Google adds P2P payments option to Gmail Android app

Google adds P2P payments
Google adds P2P payments option to its Gmail Android app joining a crowded market.

Google adds P2P payments option to Gmail Android app as it targets the growing mobile P2P money transfer market

Google adds P2P payments announcing that Gmail users in the US can now send and receive money via the Gmail app on their Android devices. The ability to send money via Gmail has been available since 2013, but only through the desktop version of Gmail.

To send money via the Gmail Android app, users simply tap on the attachment icon and choose whether they want to send or request money. Recipients can receive or request money from the email itself, or arrange for money to go directly into their bank account, without having to install another payment app. The transfer function is free, and recipients don’t have to have a Gmail account.

As Google adds P2P payments option to its Gmail Android app, it joins a crowded market. New dedicated P2P providers, social media platforms and technology companies have entered the mobile P2P transfer market at a rapid pace. Market leader Venmo leads the pack, processing $17.6 billion in P2P payments in 2016, a 135 percent increase from 2015.
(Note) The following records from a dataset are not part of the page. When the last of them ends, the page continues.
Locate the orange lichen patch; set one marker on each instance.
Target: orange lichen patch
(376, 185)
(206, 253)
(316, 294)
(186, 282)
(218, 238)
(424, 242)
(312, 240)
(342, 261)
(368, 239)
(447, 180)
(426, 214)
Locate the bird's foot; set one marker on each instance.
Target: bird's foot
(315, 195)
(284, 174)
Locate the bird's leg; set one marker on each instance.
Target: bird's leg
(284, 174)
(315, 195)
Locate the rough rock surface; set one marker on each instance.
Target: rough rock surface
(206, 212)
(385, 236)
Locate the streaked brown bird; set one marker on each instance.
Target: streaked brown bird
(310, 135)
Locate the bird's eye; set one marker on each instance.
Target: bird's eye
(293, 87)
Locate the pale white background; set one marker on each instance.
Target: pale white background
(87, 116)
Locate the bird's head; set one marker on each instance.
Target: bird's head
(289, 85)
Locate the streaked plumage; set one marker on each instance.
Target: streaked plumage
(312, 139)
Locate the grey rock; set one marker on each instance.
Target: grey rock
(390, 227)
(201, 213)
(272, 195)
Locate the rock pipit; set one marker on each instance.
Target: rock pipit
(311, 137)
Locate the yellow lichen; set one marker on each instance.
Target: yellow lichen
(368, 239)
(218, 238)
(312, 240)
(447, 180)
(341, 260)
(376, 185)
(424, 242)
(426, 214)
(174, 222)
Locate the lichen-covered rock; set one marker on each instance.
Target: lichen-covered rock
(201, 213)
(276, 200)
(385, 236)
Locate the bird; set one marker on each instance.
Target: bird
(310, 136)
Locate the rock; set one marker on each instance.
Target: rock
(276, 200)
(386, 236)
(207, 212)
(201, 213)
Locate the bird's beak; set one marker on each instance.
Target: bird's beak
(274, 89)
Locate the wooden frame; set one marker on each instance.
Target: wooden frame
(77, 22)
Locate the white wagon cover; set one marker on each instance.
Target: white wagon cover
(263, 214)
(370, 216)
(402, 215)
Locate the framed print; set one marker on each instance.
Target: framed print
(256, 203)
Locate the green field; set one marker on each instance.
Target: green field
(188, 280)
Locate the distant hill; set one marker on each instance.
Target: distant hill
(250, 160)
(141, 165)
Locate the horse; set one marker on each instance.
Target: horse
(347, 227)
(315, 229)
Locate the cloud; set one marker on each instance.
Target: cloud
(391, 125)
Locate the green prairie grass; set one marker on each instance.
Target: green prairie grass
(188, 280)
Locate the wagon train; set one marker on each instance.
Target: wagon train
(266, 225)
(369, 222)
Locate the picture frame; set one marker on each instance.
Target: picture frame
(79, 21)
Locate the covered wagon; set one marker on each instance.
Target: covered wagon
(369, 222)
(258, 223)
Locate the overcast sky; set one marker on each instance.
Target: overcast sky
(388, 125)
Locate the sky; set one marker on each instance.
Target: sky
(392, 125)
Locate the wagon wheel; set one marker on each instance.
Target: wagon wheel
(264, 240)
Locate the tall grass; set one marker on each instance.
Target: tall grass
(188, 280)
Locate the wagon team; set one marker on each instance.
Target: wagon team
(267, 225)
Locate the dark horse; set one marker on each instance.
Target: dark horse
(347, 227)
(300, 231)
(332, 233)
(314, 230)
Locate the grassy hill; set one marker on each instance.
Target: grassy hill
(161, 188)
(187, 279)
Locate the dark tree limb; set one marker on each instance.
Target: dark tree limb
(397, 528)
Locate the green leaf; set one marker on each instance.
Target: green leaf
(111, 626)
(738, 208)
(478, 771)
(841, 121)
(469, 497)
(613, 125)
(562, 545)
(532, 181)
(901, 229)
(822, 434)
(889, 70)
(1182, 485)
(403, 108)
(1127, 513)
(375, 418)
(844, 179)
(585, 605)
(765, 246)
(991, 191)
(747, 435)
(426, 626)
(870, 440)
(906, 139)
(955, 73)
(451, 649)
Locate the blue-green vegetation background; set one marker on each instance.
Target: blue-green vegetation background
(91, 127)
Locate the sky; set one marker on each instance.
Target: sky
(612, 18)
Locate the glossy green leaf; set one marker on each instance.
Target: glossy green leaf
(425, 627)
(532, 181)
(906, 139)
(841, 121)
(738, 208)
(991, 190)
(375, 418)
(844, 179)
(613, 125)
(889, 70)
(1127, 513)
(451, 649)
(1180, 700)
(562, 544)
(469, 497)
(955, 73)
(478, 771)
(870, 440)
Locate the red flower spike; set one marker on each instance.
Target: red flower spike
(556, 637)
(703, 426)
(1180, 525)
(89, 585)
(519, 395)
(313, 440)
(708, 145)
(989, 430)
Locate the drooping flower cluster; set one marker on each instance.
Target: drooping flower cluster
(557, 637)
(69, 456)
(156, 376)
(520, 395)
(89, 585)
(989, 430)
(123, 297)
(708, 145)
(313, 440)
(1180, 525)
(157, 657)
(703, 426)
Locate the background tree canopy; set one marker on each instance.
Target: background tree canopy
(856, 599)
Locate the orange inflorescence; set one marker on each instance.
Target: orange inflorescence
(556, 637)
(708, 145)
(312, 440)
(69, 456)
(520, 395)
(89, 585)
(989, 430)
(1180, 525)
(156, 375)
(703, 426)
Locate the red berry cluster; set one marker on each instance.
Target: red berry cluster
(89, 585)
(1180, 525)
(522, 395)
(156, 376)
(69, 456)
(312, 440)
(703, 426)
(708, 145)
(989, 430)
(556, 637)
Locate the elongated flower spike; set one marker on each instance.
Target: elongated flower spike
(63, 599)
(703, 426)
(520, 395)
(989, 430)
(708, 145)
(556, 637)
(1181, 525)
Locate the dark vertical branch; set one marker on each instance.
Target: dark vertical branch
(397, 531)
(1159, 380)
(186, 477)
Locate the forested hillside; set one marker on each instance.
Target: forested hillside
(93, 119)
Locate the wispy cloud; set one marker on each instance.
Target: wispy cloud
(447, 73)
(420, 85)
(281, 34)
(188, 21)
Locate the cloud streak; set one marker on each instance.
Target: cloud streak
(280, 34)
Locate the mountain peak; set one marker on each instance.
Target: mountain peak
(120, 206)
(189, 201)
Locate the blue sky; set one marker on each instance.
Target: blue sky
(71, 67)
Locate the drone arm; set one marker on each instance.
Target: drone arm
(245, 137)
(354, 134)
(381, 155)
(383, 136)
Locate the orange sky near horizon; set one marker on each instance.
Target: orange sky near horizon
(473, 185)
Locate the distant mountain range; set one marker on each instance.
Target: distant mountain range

Social media giants like Facebook and Snapchat have also entered the market, along with the world’s most recognized technology companies. Apple, for example, is now investigating how it could enable hundreds of millions of iPhone users to perform P2P payment transactions through its iMessage service.

Overall, with many new competitors entering the market supported by vast and well- established millennial user bases, banks have started feeling the pressure and begun to fight back. Nineteen banks, including Bank of America Corp, Capital One Financial Corp, JPMorgan Chase, US Bancorp and Wells Fargo have teamed up to make Zelle, a P2P payment feature that integrates into banking apps. Zelle lets users instantly send and receive P2P money transfers using the existing contacts on their mobile device, regardless of where they bank.